The size of information in the computer is measured in kilobytes, megabytes, and gigabytes. In this section, we'll look at common sizes you would see in real life.

Character building: any thinking person today should have a rough idea of what KB, MB and GB are.

Kilobyte or KB

One kilobyte (KB) is a collection of about 1000 bytes. A page of ordinary roman alphabetic text takes about 2 kilobytes to store (about one byte per letter). A typical short email would also take up just 1 or 2 kilobytes. Text is one of the most naturally compact types of data at about one byte required to store each letter. In non-roman alphabets, such as Kanji, the storage takes up 2 or 4 bytes per "letter" which is still pretty compact compared to audio and images.

Megabyte or MB

One megabyte is about 1 million bytes (or about 1000 kilobytes). An MP3 audio file of a few minutes or a 10 million pixel image from a digital camera would typically take up few megabytes. The rule of thumb for MP3 audio is that 1 minute of audio takes up about 1 megabyte. Audio and image and video data typically stored in "compressed" form, MP3 being an example. We'll talk about how compression works later. A data CD disk stores about 700 MB. The audio on a CD is not compressed, which is why it takes so much more space than the MP3. The series of bits are represented as spiral path of tiny pits in the silver material in the disk. Imagine that each pit is interpreted as a 0, and the lack of a pit is a 1 as the spiral sequence is read. Fun fact: the whole spiral on a CD is over 5km long.

Gigabyte or GB

One gigabyte (GB) is about 1 billion bytes, or 1 thousand megabytes. A computer might have 4 GB of RAM. A flash memory card used in a camera might store 8 GB. A DVD movie is roughly 4-8 GB.

Terabyte or TB

One terabyte (TB) is about 1000 gigabytes, or roughly 1 trillion bytes. You can buy 1 TB and 2 TB hard drives today, so we are just beginning the time when this term comes in to common use. Gigabyte used to be an exotic term too, until Moore's law made it common.
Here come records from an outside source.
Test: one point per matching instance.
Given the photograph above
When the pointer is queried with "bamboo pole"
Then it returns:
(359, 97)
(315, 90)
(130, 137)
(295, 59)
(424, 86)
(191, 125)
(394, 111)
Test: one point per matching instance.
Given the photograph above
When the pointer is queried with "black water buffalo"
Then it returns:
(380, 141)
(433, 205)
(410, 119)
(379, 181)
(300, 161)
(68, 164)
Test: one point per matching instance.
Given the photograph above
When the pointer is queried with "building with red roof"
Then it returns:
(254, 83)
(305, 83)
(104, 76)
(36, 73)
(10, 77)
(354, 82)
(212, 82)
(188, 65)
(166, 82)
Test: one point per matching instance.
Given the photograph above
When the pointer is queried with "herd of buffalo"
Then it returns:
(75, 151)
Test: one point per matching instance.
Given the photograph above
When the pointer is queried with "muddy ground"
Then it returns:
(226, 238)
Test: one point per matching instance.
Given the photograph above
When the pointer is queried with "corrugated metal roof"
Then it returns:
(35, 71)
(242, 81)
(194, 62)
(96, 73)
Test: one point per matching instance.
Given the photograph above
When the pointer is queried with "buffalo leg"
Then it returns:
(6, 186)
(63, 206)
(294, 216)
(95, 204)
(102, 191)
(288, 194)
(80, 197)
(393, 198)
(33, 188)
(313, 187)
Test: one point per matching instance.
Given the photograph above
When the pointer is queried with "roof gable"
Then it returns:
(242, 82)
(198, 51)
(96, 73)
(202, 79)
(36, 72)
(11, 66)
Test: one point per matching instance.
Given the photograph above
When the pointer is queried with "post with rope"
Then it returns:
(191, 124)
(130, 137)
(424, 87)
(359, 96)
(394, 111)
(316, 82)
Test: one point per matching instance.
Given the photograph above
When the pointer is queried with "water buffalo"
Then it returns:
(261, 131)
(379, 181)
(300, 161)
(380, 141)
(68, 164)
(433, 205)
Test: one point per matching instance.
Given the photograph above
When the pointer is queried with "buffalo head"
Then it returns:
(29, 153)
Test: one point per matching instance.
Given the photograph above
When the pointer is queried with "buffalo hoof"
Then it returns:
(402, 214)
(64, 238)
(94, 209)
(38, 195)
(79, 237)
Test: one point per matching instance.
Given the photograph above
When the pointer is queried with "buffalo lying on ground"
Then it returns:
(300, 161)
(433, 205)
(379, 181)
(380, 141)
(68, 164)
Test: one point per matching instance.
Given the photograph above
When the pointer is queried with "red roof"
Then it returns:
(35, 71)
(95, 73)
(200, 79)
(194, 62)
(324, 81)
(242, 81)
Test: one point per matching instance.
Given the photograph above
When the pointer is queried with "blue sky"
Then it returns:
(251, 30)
Gigahertz - Speed, not Bytes

One gigahertz is 1 billion cycles per second (a megahertz is a million cycles per second). Gigahertz is a measure of speed, very roughly the rate that at a CPU can do its simplest operation per second. Gigahertz does not precisely tell you how quickly a CPU gets work done, but it is roughly correlated. Higher gigahertz CPUs also tend to be more expensive to produce and they use more power (and as a result give off more heat) .. a challenge for putting fast CPUs in small devices like phones. The ARM company is famous for producing chips that are very productive with minimal power and heat. Almost all cell phones currently use ARM CPUs.

Kilobyte / Megabyte / Gigabyte Word Problems

You should be comfortable doing simple arithmetic to figure MB / GB sizes, just as you should be able to do basic computations with inches and pounds (or meters and kilos).
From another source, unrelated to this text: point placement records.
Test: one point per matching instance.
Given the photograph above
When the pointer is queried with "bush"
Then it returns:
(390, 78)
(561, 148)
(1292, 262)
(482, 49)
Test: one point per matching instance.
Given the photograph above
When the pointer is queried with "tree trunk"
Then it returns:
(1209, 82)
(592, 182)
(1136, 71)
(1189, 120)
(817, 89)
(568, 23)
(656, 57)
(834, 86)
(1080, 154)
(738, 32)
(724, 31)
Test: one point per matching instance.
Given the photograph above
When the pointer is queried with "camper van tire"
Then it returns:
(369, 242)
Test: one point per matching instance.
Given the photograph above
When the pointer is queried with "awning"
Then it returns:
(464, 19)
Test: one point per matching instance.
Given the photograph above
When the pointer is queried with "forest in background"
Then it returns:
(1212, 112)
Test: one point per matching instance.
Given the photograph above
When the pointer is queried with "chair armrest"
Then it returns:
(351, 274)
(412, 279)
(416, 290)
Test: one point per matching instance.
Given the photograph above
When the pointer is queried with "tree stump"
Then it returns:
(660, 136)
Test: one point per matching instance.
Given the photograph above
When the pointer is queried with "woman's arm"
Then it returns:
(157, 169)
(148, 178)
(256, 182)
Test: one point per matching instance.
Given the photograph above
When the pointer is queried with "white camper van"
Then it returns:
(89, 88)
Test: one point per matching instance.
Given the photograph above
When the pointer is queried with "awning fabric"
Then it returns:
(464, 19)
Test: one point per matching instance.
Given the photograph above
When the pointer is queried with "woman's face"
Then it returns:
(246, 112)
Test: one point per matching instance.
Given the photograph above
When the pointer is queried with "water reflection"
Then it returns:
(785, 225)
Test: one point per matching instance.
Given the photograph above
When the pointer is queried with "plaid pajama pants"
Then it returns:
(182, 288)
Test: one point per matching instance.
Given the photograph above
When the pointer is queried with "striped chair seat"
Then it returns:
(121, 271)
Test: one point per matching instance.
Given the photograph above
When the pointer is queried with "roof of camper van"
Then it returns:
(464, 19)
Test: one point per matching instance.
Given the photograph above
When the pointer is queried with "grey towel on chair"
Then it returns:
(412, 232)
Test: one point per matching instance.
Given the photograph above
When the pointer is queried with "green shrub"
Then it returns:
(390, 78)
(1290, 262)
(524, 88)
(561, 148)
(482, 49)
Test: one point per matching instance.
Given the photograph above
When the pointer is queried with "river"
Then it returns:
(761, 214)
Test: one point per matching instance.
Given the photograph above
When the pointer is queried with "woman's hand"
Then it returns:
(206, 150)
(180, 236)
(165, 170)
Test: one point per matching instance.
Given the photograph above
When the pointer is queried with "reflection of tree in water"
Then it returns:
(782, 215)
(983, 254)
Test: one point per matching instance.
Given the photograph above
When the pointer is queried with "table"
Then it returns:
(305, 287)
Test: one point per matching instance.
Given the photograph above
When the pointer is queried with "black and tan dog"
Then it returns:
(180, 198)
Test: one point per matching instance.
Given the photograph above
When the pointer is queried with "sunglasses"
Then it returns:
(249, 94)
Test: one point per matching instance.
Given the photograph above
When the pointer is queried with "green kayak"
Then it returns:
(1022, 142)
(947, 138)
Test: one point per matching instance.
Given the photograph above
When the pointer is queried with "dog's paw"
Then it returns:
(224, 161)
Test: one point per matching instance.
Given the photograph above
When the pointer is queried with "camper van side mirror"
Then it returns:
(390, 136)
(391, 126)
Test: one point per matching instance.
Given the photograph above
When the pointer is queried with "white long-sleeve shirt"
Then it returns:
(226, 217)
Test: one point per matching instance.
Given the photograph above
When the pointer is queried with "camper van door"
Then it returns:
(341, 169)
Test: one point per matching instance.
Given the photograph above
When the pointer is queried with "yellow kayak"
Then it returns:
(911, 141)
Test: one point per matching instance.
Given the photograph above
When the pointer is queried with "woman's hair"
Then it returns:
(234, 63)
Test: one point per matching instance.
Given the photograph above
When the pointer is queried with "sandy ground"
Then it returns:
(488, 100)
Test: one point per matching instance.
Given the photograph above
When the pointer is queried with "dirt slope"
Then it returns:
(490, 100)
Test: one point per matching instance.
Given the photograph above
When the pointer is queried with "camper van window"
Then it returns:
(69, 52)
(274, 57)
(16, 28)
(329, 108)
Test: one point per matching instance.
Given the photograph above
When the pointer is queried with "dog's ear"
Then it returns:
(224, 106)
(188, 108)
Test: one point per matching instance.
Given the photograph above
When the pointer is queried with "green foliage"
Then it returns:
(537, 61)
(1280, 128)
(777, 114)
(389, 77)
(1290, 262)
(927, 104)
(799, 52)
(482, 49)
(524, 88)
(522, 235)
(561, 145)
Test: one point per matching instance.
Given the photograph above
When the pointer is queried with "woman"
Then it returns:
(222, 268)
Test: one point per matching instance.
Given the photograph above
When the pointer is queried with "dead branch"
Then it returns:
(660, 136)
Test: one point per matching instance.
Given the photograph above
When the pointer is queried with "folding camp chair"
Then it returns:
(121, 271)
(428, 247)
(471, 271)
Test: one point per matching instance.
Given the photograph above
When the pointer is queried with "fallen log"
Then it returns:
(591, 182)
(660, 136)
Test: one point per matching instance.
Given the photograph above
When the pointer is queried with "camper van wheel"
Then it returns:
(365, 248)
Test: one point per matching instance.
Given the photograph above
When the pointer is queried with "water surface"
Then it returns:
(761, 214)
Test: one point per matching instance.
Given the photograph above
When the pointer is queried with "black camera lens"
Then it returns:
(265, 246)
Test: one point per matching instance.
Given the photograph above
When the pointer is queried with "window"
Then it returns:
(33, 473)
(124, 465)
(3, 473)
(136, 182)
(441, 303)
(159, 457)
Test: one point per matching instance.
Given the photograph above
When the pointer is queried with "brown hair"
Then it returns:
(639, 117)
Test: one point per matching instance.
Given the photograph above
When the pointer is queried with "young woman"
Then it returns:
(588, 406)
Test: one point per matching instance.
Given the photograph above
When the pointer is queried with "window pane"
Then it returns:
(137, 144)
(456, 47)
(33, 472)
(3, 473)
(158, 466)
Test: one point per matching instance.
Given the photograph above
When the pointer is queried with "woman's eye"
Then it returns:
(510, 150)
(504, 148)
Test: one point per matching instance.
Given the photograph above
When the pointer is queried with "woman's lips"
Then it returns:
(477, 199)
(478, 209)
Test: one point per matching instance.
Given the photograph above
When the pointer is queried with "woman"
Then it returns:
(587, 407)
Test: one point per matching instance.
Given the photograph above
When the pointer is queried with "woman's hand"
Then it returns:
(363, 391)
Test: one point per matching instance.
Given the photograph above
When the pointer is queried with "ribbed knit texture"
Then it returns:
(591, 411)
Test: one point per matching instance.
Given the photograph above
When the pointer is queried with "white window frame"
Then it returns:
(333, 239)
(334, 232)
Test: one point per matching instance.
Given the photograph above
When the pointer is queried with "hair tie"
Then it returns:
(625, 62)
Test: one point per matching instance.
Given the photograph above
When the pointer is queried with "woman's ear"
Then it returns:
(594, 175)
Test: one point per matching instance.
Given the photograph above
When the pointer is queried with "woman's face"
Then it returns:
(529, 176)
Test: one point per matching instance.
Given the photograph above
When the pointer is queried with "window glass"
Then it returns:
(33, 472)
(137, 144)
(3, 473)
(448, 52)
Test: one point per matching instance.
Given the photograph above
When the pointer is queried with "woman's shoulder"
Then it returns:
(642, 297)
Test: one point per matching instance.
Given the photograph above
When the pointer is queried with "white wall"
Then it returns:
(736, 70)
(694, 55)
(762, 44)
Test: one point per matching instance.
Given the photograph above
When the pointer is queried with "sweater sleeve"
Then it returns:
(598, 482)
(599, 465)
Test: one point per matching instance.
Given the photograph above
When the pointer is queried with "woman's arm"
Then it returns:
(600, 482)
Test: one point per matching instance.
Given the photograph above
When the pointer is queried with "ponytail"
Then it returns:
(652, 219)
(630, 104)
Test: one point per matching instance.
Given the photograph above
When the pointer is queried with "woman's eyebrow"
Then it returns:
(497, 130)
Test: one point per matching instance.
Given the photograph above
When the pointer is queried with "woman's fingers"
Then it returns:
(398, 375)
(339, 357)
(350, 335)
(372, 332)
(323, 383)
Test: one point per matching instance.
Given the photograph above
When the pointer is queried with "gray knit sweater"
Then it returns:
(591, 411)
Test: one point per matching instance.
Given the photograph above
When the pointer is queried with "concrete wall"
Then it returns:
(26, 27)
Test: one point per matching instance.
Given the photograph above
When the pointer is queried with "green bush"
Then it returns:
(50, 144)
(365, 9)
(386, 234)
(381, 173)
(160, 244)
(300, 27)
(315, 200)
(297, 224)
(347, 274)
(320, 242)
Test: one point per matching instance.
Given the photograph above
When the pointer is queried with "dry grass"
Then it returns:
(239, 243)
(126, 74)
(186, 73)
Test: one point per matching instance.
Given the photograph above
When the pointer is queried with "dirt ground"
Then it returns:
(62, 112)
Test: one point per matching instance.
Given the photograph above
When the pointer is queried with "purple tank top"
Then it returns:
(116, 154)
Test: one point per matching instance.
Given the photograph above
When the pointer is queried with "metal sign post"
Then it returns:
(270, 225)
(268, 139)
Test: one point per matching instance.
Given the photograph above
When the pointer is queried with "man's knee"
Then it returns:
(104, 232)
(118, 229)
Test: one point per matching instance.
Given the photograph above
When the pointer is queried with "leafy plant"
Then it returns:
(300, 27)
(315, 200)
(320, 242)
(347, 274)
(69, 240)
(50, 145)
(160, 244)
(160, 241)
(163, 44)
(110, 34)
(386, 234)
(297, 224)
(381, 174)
Alice has 600 MB of data. Bob has 700 MB of data. Will it all fit on Alice's 2 GB thumb drive?
Yes it fits: 600 MB + 700 MB is 1300 MB. 1300 MB is 1.3 GB, so it will fit on the 2 GB drive no problem. Equivalently we could say that the 2 GB drive has space for 2000 MB, so the 1300 MB fits.
Alice has 100 small images, each of which is 500 KB. How much space do they take up overall in MB?
100 times 500 KB is 50000 KB, which is 50 MB.
Your ghost hunting group is recording the sound inside a haunted Stanford classroom for 20 hours as MP3 audio files. About how much data will that be, expressed in GB?
MP3 audio takes up about 1 MB per minute. 20 hours, 60 minutes/hour, 20 * 60 yields 1200 minutes. So that's about 1200 MB, which is 1.2 GB.
Suppose we have an image which is 800 pixels by 600 pixels. Each pixel has its own red, green, and blue values, each stored in 1 byte. How many bytes are required to store the whole image in RAM?
800 x 600 is 480,000 pixels. Each pixel takes 3 bytes (one byte each for red/green/blue), so 480,000 * 3 is 1,440,000 bytes overall, i.e. about 1.4 MB, which is the space required for the image in RAM. On disk, you will notice that .jpg files takes up much less space than that; this is due to "compression" which is a very effective space-reduction technique for image and audio data - a future topic.

Alternate Terminology: Kibibyte Mebibyte Gibibyte Tebibyte

It's convenient within the computer to organize things in groups of powers of 2. For example, 210 is 1024, and so a program might group 1024 items together, as a sort of "round" number of things within the computer. The term "kilobyte" above refers to this group size of 1024 things. However, people also group things by thousands -- 1 thousand or 1 million items.

There's this problem with the word "megabyte" .. does it mean 1024 * 1024 bytes, i.e. 220 which is 1,048,576, or does it mean exactly 1 million, 1000 * 1000. It's just a 5% difference, but marketers tend to prefer the 1 million, interpretation, since it makes their hard drives etc. appear to hold a little bit more. Also, the difference grows larger and larger for the gigabyte and terabyte sizes. In an attempt to fix this, the terms "kibibyte" "mebibyte" "gibibyte" "tebibyte" have been introduced to specifically mean the 1024 based units (see wikipedia kibibyte article). These terms do not seem to have caught on very strongly thus far. If nothing else, remember that terms like "megabyte" have this little wiggle room in them between the 1024 and 1000 based meanings. We will never grade off for this distinction .. "about a million" will be our close-enough interpretation for "megabyte". The "error" at the megabyte level is about 5%. At the terabyte level the error is about 10%.